I have been fortunate to see some extremely fine Wozzecks in those years since my first encounter (Andrew Shore on that first encounter included). Christian Gerhaher’s thoughtful, collegial approach, placing himself and his character at the dramatic hub, gaining meaning as much from interaction with colleagues as from his considered yet apparently spontaneous way with the text, has nothing to fear from any of them. His performance, worlds away, as is proper, from the beauties of his celebrated Wolfram, was yet equally well judged. Indeed, I wonder whether it heralds a new chapter in his career. For now, though, it will more than do in and of itself.


Wozzeck, Marie (Anja Kampe)

There was splendid chemistry with his Marie, Anja Kampe. I was about to say ‘we tend…’, but should really only speak for myself: I tend often somewhat to overlook the tragedy of Marie’s death, so overwhelmed am I by that of Wozzeck. Here I felt greater parity, doubtless a matter of Warner’s Personenregie but also of Kampe’s portrayal. (It is more or less impossible for an outsider to distinguish between the two.) This important corrective was brought into further relief by Anna Picard’s excellent programme note on ‘Maria and her World’, whose closing words seem very much to refer to what we saw and heard: ‘She is no Kundry. Neither is she a Judith or the hysterical Woman in Marie Pappenheim and Arnold Schoenberg’s monodrama, Erwartung. Her murder is not dressed up as a form of release for Wozzeck or a point of debate. It is simply a domestic tragedy of a very ordinary, and ever modern, kind.’ Which also brings us back to Gerhaher’s Wozzeck, for his very haplessness – what art lay in that – also contributed to that very non-release, felt (at least by me) more emphatically than I can recall.
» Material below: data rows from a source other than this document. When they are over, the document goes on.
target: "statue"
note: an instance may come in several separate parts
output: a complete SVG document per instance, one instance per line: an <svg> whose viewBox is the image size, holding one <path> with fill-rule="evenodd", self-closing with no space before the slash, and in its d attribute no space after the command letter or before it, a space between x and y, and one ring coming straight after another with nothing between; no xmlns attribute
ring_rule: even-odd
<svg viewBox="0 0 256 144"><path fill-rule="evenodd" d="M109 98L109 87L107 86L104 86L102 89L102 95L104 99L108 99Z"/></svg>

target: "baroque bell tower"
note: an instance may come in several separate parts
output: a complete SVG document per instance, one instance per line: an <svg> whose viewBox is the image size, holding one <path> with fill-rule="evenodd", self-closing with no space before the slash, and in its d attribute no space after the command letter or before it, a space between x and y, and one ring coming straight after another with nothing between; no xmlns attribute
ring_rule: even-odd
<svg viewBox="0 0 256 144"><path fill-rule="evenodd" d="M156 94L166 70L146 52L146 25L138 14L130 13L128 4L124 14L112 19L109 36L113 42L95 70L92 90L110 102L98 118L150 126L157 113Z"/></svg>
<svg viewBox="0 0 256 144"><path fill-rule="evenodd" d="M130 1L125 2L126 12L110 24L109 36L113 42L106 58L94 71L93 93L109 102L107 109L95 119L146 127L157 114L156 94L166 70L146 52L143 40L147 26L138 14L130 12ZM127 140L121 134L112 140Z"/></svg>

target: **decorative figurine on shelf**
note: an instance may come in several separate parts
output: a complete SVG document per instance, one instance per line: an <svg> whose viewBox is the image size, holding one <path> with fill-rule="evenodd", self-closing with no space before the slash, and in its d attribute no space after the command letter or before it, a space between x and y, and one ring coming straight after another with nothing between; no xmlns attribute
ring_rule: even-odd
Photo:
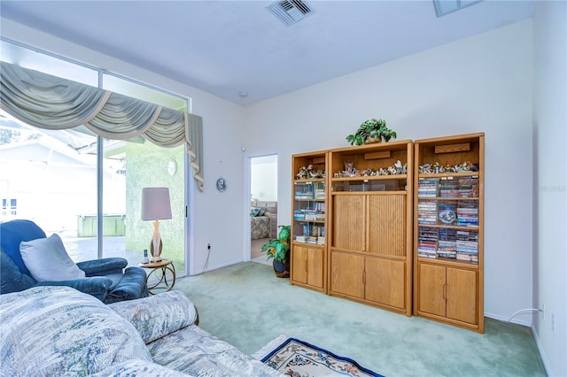
<svg viewBox="0 0 567 377"><path fill-rule="evenodd" d="M325 178L325 171L322 169L314 170L313 165L311 164L309 164L307 167L301 166L299 172L295 174L296 180L313 180L316 178Z"/></svg>
<svg viewBox="0 0 567 377"><path fill-rule="evenodd" d="M311 168L313 168L311 165L307 167L301 166L301 168L299 169L299 173L296 174L295 178L297 178L298 180L305 180L306 178L307 178L309 169Z"/></svg>
<svg viewBox="0 0 567 377"><path fill-rule="evenodd" d="M353 173L353 168L354 167L353 161L346 160L343 164L345 164L345 172L346 173L346 176L350 176Z"/></svg>

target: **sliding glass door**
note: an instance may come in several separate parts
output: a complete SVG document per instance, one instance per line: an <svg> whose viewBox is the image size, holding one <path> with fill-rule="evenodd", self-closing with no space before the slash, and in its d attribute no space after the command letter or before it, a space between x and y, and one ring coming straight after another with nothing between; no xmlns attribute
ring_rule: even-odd
<svg viewBox="0 0 567 377"><path fill-rule="evenodd" d="M2 60L169 108L187 99L2 41ZM150 249L151 221L141 219L142 188L167 187L173 219L162 220L162 258L185 269L184 146L143 137L100 138L79 127L40 129L0 110L0 222L27 219L58 233L75 261L121 257L135 265Z"/></svg>

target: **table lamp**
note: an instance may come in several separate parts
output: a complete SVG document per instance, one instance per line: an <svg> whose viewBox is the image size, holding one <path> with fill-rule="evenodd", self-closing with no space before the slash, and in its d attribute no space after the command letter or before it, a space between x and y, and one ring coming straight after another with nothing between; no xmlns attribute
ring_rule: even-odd
<svg viewBox="0 0 567 377"><path fill-rule="evenodd" d="M142 219L152 220L153 235L150 243L151 262L161 260L161 236L159 235L160 219L171 219L171 204L169 202L169 188L142 188Z"/></svg>

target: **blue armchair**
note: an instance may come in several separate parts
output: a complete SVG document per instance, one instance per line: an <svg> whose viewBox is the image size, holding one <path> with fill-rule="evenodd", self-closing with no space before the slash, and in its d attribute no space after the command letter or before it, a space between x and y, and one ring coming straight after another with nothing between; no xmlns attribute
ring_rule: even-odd
<svg viewBox="0 0 567 377"><path fill-rule="evenodd" d="M105 304L149 296L144 269L138 266L127 267L128 261L122 258L77 263L77 266L85 272L84 279L37 282L24 264L19 243L45 237L45 233L30 220L16 219L0 224L0 294L35 286L58 285L74 288Z"/></svg>

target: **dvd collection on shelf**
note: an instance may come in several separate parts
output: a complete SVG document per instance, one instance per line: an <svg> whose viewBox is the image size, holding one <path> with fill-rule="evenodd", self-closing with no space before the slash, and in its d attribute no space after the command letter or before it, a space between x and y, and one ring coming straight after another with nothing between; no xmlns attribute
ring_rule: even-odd
<svg viewBox="0 0 567 377"><path fill-rule="evenodd" d="M325 182L296 182L294 196L293 219L301 223L303 230L302 235L294 235L294 241L324 245Z"/></svg>
<svg viewBox="0 0 567 377"><path fill-rule="evenodd" d="M418 257L478 263L478 189L477 176L419 179Z"/></svg>

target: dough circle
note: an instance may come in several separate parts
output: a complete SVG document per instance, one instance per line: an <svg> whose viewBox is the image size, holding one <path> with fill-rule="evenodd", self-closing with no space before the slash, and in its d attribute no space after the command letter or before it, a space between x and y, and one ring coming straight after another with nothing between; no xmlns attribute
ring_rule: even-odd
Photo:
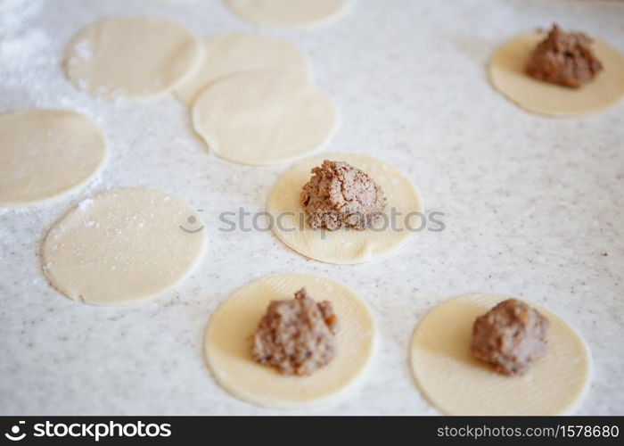
<svg viewBox="0 0 624 446"><path fill-rule="evenodd" d="M201 92L193 125L218 156L267 166L320 150L338 124L332 101L298 70L248 71Z"/></svg>
<svg viewBox="0 0 624 446"><path fill-rule="evenodd" d="M550 320L546 356L525 375L505 376L472 357L472 323L497 303L494 294L451 299L430 311L412 341L412 371L424 396L447 415L537 416L571 411L591 378L591 356L580 335L558 316Z"/></svg>
<svg viewBox="0 0 624 446"><path fill-rule="evenodd" d="M293 299L305 286L338 316L337 354L309 376L285 376L253 362L250 336L271 301ZM205 355L217 382L234 397L259 406L295 408L342 396L361 377L374 352L376 327L368 306L334 280L309 274L268 276L240 288L215 311L206 328Z"/></svg>
<svg viewBox="0 0 624 446"><path fill-rule="evenodd" d="M386 195L387 220L380 219L380 227L365 231L312 229L305 222L300 193L312 177L312 168L320 166L323 160L346 161L369 174ZM390 224L392 209L398 215L394 228ZM382 258L406 244L415 232L410 228L421 228L423 208L412 182L396 168L370 156L333 153L306 160L286 172L271 191L267 210L273 232L290 248L316 260L350 264Z"/></svg>
<svg viewBox="0 0 624 446"><path fill-rule="evenodd" d="M144 188L107 191L52 227L43 269L70 299L129 305L185 278L204 252L205 232L195 210L178 198Z"/></svg>
<svg viewBox="0 0 624 446"><path fill-rule="evenodd" d="M63 110L0 114L0 206L26 206L84 186L103 166L99 127Z"/></svg>
<svg viewBox="0 0 624 446"><path fill-rule="evenodd" d="M574 116L599 112L624 96L624 55L594 39L593 48L604 70L579 89L535 79L524 67L546 34L518 36L499 47L489 62L489 78L497 90L521 108L546 116Z"/></svg>
<svg viewBox="0 0 624 446"><path fill-rule="evenodd" d="M176 87L175 93L190 105L201 90L219 78L267 70L309 70L306 55L286 40L257 33L213 36L203 42L199 67Z"/></svg>
<svg viewBox="0 0 624 446"><path fill-rule="evenodd" d="M74 85L106 99L162 95L190 74L201 48L184 26L153 17L113 17L71 39L64 68Z"/></svg>
<svg viewBox="0 0 624 446"><path fill-rule="evenodd" d="M226 0L242 19L259 26L306 27L332 20L349 0Z"/></svg>

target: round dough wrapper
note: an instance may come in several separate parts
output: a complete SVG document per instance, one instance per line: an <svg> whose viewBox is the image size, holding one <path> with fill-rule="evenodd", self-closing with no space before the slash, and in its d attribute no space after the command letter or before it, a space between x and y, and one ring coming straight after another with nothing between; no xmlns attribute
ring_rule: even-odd
<svg viewBox="0 0 624 446"><path fill-rule="evenodd" d="M193 124L217 156L268 166L322 149L338 114L300 71L249 71L203 90L193 106Z"/></svg>
<svg viewBox="0 0 624 446"><path fill-rule="evenodd" d="M197 95L219 78L243 71L298 70L308 72L306 55L291 43L256 33L213 36L203 43L199 67L182 81L176 95L190 105Z"/></svg>
<svg viewBox="0 0 624 446"><path fill-rule="evenodd" d="M364 231L312 229L305 220L300 194L312 177L310 170L320 166L323 160L346 161L370 175L385 194L384 213L389 224L380 219L379 225ZM352 153L315 157L295 166L277 181L267 208L272 217L273 232L287 246L311 259L339 264L370 261L403 246L414 230L421 227L423 209L420 194L398 169L374 158ZM392 209L398 215L394 228L390 224Z"/></svg>
<svg viewBox="0 0 624 446"><path fill-rule="evenodd" d="M73 112L1 114L0 141L0 206L26 206L73 191L106 161L102 130Z"/></svg>
<svg viewBox="0 0 624 446"><path fill-rule="evenodd" d="M332 20L349 0L225 0L242 19L259 26L307 27Z"/></svg>
<svg viewBox="0 0 624 446"><path fill-rule="evenodd" d="M425 397L447 415L562 415L585 395L591 357L580 335L558 316L530 302L550 320L548 352L523 376L505 376L472 357L477 316L508 299L469 294L434 308L416 327L411 366Z"/></svg>
<svg viewBox="0 0 624 446"><path fill-rule="evenodd" d="M337 353L309 376L288 376L252 360L250 336L271 301L293 299L302 286L313 299L332 302L339 323ZM215 379L232 395L259 406L286 409L342 396L362 376L375 343L373 316L354 292L326 277L287 274L263 277L229 296L206 329L205 354Z"/></svg>
<svg viewBox="0 0 624 446"><path fill-rule="evenodd" d="M497 50L489 62L494 87L521 108L546 116L574 116L599 112L624 96L624 55L610 45L594 39L593 48L604 70L584 87L575 89L535 79L524 68L543 32L518 36Z"/></svg>
<svg viewBox="0 0 624 446"><path fill-rule="evenodd" d="M52 227L41 250L44 272L70 299L129 305L186 277L204 252L203 229L192 206L162 192L104 192Z"/></svg>
<svg viewBox="0 0 624 446"><path fill-rule="evenodd" d="M182 25L152 17L103 19L67 47L65 71L78 88L107 99L141 99L171 90L197 66L201 47Z"/></svg>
Captain (Peter Hoare), Wozzeck

All in the cast contributed to the greater dramatic (and musical) whole, so much as to suggest unusually fruitful close collaboration between all concerned. Sam Furness’s Andres surprised me, not least because I often find myself wondering where the role went, thinking it smaller than I had expected. Not here: this was a character sympathetic to Wozzeck who yet had his own story to tell. Likewise Rosie Aldridge’s spirited Margret, whose spot in the second tavern scene almost had time stand still as the world disintegrated around her. Peter Hoare’s Captain and Brindley Sherratt’s Doctor made a sharply etched pair: guilty, yet not guilty, like all in the world we saw. Well, perhaps not quite all, for it is difficult to find any grounds to absolve the Drum Major, here given an appropriately nasty, bullying, yet finely sung performance by Clay Hilley. William Spaulding's Royal Opera Chorus was on outstanding form too. 

What, then, should a Wozzeck accomplish? There can be no definitive answer, no more than for any artwork in performance. Different productions, different performances, different audiences will all render such categorical statements in vain. If I have learned one thing over the past thirty years, it will be that. That said, if one does not emerge from a performance convinced that it is one of the greatest of all operas – ranking beyond that is a mere parlour game – it will have been in vain. My first experience was not; nor, emphatically was this: a searing and strangely refreshing Wozzeck, which I hope and intend to revisit soon.